Por Roberto Cossa
Publicado en PAGINA 12
Renunció De la Rúa. Hay una sensación generalizada de alivio. También hubo alivio el día que fue derrocado Arturo Illia; y lo mismo ocurrió cuando cayó Isabelita. Hubo alivio mayúsculo cuando los militares se fueron; y también cuando en su momento Alfonsín y Menem dejaron el poder.
Pero hay una diferencia. En 1966, Perón vivía y coleaba y era garantía de un recambio; en el ‘76 estaba la alternativa de la democracia; en 1989 Menem renovó el optimismo de las clases populares; y con el triunfo de la Alianza, finalmente, un vasto sector de la ciudadanía recuperó sus sueños de una posibilidad progresista. En cada caso el pueblo sintió que tenía un futuro. Pero ahora, ¿qué? ¿Quién? ¿Cuál es el hombre o el modelo que se instalará desde hoy en el imaginario popular? ¿El justicialismo? ¿Ruckauf, De la Sota, Reutemann, Menem otra vez?
El pueblo que necesita un cambio se ha quedado solo. Volteó un gobierno, pero no sabe muy bien cómo seguir. Y encima desconfía.

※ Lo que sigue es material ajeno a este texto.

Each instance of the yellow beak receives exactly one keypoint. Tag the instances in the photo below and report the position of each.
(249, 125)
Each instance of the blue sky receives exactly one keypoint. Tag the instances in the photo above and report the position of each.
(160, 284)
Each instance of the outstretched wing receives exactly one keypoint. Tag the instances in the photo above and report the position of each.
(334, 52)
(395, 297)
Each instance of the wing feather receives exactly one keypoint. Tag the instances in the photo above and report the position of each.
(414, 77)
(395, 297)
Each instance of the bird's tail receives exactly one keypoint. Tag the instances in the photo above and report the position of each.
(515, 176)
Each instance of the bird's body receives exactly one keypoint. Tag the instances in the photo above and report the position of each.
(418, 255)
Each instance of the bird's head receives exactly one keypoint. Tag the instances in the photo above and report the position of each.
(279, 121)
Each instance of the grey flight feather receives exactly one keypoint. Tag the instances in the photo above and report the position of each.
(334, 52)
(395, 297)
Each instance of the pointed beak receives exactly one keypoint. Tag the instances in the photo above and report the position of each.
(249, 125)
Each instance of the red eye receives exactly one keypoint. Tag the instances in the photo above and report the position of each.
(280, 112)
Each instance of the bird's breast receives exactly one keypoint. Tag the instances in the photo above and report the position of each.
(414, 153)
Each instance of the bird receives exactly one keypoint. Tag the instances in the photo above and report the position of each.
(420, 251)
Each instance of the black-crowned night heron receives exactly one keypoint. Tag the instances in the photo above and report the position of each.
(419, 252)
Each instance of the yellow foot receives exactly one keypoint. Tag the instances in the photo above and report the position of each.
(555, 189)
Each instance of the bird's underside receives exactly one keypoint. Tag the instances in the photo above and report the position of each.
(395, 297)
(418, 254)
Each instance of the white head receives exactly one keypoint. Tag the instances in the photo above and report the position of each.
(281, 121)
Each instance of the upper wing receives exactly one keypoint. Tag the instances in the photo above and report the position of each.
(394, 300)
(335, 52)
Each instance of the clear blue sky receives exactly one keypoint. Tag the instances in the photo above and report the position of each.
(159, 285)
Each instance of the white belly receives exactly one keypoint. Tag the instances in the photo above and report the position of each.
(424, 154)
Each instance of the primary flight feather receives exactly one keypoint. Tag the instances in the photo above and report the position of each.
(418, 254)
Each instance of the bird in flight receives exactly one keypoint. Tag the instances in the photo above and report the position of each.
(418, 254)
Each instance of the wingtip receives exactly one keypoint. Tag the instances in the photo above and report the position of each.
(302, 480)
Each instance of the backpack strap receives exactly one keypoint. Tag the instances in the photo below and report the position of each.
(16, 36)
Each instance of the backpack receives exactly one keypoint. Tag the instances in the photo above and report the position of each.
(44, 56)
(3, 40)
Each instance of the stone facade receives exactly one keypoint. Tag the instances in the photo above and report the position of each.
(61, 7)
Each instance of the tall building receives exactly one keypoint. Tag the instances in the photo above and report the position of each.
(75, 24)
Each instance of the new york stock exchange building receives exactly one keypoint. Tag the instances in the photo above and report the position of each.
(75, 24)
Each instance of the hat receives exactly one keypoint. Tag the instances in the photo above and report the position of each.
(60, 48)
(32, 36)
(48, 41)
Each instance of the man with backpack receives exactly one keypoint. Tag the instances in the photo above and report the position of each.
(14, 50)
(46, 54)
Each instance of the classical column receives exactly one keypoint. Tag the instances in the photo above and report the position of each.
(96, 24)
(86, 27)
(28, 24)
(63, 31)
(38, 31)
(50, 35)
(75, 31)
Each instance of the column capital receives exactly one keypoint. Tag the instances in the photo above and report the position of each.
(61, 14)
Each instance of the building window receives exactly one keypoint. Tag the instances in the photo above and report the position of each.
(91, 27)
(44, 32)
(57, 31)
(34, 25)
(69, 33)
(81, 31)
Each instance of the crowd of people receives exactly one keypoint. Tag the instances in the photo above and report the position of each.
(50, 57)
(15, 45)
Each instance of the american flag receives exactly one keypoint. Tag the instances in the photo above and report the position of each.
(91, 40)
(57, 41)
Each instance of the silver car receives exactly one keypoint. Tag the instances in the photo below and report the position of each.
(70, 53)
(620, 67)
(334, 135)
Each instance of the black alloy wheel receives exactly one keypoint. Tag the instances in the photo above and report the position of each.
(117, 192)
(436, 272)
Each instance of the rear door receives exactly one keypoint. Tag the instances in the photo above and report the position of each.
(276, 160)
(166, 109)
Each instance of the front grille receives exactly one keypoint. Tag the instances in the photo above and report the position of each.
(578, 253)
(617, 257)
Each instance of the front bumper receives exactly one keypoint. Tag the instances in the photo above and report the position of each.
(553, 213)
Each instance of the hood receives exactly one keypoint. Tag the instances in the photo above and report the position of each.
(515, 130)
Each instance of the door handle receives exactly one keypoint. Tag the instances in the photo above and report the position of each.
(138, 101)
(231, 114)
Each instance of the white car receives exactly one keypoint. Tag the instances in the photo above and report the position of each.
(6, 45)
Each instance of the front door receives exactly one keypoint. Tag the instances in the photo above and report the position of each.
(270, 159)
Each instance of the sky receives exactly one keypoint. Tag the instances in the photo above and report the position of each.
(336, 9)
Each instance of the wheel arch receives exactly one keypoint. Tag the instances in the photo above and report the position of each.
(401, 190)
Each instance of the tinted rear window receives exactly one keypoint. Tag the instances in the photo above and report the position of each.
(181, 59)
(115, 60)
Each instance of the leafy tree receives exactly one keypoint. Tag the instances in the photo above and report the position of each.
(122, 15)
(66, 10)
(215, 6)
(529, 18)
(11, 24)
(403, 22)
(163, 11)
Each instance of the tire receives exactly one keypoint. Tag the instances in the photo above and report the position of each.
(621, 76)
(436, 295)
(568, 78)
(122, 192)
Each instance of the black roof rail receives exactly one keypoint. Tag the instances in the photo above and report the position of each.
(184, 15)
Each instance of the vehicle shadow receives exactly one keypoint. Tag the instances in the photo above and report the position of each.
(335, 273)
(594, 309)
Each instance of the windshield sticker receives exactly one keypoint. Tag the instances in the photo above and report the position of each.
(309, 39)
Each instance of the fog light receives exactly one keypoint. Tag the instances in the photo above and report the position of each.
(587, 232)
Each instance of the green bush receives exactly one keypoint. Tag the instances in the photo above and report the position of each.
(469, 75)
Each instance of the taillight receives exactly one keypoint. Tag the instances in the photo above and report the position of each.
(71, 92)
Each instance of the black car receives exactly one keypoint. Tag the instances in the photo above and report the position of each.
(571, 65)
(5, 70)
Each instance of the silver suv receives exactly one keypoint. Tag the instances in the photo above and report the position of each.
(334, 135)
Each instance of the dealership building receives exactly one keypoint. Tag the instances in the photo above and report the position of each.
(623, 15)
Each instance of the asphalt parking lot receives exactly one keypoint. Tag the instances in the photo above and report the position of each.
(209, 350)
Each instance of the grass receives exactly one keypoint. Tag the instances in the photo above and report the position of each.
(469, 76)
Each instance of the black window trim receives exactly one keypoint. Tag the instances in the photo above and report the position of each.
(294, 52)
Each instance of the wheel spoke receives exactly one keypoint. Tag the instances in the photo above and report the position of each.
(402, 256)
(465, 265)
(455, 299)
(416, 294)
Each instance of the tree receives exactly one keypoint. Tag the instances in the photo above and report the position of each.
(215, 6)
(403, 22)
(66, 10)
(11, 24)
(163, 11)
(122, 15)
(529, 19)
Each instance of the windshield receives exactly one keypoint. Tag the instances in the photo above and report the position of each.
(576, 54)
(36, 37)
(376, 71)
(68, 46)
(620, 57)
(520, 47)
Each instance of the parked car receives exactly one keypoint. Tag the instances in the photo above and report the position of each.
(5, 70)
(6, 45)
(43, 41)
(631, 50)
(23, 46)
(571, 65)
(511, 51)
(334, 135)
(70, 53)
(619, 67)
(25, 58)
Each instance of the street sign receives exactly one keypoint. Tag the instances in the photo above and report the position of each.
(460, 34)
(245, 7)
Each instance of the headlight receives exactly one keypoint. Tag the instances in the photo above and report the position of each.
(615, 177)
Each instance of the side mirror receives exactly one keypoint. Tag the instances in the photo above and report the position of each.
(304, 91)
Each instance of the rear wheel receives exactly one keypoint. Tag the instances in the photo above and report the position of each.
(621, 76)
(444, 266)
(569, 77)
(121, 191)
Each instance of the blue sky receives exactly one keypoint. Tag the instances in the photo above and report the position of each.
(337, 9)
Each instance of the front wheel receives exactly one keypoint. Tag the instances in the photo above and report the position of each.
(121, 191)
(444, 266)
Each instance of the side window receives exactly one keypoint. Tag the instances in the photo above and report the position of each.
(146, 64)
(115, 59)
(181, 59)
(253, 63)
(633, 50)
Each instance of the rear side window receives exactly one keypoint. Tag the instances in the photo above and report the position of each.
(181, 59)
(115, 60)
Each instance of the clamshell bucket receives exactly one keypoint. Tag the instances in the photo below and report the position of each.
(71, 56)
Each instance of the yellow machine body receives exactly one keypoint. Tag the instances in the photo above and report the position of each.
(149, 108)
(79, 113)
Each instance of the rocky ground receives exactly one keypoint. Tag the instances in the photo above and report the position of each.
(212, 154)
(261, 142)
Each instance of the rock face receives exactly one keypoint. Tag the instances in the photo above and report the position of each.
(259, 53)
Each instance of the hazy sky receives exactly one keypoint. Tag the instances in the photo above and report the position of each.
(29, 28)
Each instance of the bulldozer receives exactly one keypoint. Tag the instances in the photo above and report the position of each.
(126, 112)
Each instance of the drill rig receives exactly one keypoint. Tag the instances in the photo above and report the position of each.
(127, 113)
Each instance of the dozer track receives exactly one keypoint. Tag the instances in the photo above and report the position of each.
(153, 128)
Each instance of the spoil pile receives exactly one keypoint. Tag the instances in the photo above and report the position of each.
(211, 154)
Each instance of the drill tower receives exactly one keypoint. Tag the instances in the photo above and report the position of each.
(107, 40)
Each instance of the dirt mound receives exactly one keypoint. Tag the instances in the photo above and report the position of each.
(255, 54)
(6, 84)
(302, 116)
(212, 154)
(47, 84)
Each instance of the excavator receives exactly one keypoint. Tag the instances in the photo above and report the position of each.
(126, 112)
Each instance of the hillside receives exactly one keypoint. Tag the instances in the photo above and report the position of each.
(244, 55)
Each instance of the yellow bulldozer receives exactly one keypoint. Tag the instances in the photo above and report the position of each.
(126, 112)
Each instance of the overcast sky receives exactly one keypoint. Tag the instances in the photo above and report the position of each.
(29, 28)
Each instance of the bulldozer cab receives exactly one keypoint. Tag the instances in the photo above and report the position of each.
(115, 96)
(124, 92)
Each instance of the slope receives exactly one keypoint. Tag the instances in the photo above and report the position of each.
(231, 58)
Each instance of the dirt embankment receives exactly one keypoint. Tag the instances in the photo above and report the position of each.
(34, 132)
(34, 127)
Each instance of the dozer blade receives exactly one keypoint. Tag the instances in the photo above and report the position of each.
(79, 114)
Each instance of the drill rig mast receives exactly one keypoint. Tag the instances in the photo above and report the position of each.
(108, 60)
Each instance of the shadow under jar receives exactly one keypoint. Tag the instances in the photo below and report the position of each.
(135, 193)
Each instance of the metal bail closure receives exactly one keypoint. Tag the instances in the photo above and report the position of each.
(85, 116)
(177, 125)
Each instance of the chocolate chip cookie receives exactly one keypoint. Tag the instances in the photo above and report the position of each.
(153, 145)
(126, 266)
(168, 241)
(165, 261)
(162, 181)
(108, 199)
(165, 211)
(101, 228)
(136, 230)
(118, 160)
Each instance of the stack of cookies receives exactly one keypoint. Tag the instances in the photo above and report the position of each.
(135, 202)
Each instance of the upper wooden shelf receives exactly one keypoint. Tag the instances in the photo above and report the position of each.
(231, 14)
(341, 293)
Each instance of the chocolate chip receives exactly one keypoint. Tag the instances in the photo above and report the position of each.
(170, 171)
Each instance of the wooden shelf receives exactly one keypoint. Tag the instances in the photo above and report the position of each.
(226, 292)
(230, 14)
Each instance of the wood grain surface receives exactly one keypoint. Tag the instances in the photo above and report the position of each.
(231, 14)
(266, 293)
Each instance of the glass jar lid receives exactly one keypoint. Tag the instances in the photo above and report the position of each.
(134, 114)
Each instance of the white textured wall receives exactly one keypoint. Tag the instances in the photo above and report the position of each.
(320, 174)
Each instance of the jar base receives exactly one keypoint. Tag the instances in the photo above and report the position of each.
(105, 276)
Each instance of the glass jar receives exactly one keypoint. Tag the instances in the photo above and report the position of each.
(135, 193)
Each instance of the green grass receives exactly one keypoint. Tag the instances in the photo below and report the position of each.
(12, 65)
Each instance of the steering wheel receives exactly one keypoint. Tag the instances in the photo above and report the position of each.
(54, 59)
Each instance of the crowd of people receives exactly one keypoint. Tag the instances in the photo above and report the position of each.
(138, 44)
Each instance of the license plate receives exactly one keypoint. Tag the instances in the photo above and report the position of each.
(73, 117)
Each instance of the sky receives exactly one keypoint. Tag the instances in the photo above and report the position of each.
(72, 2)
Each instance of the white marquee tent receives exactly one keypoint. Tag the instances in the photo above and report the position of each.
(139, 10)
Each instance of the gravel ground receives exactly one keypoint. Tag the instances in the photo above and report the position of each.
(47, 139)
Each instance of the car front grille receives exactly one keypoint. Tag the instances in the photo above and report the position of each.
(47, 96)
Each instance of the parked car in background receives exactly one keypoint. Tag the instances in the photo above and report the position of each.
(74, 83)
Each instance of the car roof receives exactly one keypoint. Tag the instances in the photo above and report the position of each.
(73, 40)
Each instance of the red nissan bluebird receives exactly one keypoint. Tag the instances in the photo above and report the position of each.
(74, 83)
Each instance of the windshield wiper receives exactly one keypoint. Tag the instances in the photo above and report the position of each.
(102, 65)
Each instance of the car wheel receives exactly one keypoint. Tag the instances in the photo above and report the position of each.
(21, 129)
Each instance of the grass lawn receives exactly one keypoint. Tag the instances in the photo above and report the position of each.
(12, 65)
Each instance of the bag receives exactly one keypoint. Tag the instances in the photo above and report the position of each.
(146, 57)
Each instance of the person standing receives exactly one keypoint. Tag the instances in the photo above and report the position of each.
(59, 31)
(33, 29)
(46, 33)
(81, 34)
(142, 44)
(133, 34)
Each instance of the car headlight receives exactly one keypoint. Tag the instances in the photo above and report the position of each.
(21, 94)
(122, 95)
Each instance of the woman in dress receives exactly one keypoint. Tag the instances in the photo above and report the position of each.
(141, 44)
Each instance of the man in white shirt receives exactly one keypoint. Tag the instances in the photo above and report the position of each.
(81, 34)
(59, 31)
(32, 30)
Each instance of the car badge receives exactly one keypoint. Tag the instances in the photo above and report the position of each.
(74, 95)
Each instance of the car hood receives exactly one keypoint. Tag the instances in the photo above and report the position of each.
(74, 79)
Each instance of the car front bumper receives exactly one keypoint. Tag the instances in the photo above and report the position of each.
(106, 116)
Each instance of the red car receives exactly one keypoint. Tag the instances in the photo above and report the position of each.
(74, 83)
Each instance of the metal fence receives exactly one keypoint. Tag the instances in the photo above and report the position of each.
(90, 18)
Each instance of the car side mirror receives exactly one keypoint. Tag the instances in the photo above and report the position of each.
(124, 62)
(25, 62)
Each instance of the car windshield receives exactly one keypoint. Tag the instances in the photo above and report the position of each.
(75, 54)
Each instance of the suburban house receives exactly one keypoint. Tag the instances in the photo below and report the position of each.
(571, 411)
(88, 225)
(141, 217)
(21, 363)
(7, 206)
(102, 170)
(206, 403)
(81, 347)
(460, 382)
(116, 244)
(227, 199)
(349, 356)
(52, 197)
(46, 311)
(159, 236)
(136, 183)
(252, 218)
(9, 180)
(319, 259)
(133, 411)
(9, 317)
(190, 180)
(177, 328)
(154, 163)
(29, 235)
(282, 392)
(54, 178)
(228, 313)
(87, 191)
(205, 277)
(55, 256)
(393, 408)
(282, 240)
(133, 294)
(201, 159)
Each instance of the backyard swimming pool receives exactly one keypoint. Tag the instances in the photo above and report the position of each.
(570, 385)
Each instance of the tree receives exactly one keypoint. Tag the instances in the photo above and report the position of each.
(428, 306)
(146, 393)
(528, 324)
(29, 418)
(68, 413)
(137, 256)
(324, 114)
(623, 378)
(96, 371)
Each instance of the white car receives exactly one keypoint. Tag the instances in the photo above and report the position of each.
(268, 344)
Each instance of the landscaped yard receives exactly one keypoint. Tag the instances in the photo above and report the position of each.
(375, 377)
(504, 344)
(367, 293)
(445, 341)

Existe un discurso que, con vocación perversa o ingenuidad bienintencionada, se ha instalado en el país: que los argentinos somos todos iguales, igualmente responsables de lo que nos pasa e igualmente dueños de nuestro futuro. “El país lo arreglamos entre todos o no lo arregla nadie”. “Si los argentinos nos unimos, tenemos un futuro venturoso”.
¿Quiénes somos los argentinos? ¿El pibe embrutecido y humillado por la miseria que tiró la piedra y también el cana embrutecido por el odio que le pegó un balazo en la cabeza? ¿Quiénes se van a unir? ¿El desgraciado comerciante de Don Orione con el más desgraciado vecino que le saqueó el paquete de polenta? ¿Se van a juntar Videla con Pérez Esquivel? ¿Escasany con De Gennaro?
¿Qué significa ser argentino? ¿Haber nacido en la Argentina?
En la Argentina hay ciudadanos que tenemos una vivienda decente, derecho a la asistencia médica, educación y acceso al ocio y a la cultura. De ahí para arriba, al yate y al avión privados. Somos los que, más allá de las enormes diferencias, vivimos bien. Pero no todos los que vivimos bien somos iguales, ni pensamos lo mismo, ni podremos unirnos. Hay categorías. Siempre las hubo, pero ahora que no existen modelos en los partidos políticos ni estructuras que nos convoquen mayoritariamente, la lectura es otra. Porque entre los que vivimos bien hay diferencias. Están los que no pueden vivir bien mientras no haya otros que vivan mal. Son los que lucran con el mal ajeno. Están también los canallas. Su vida no depende de los padecimientos de los otros, pero necesitan que haya víctimas para aumentar el placer de su bonanza.
Afortunadamente, los que son felices con la desgracia ajena son una minoría. La mayoría no se siente feliz porque a los otros les vaya mal. Pero tampoco infeliz. No les importa. Son los que pueden vivir bien aunque otros vivan mal. No les agrada la desgracia ajena, pero tampoco se hacen cargo. Finalmente hay otra minoría: los que no pueden vivir bien mientras haya gente que viva mal. Son aquellos llamados, genéricamente, progresistas, solidarios, de izquierda. El futuro de la Argentina está en sus manos, siempre que haya una fuerza, un partido, una organización, que ponga en escena el espacio para unirlos y generar una alternativa verdadera y permanente.
Sólo habremos alcanzado la verdadera democracia y el ingreso a una sociedad civilizada el día en que no haya argentino sin comida, sin salud y sin educación. Hay que terminar con los argentinos que viven mal. Y ésa es tarea exclusiva de los argentinos que viven bien y que no soportan que haya compatriotas que vivan mal.
El desafío es simple, pero complejo, dificultoso: unirnos por encima de los partidos y de las estructuras políticas. La gente está. El deseo está. Sólo es cuestión de estrategia.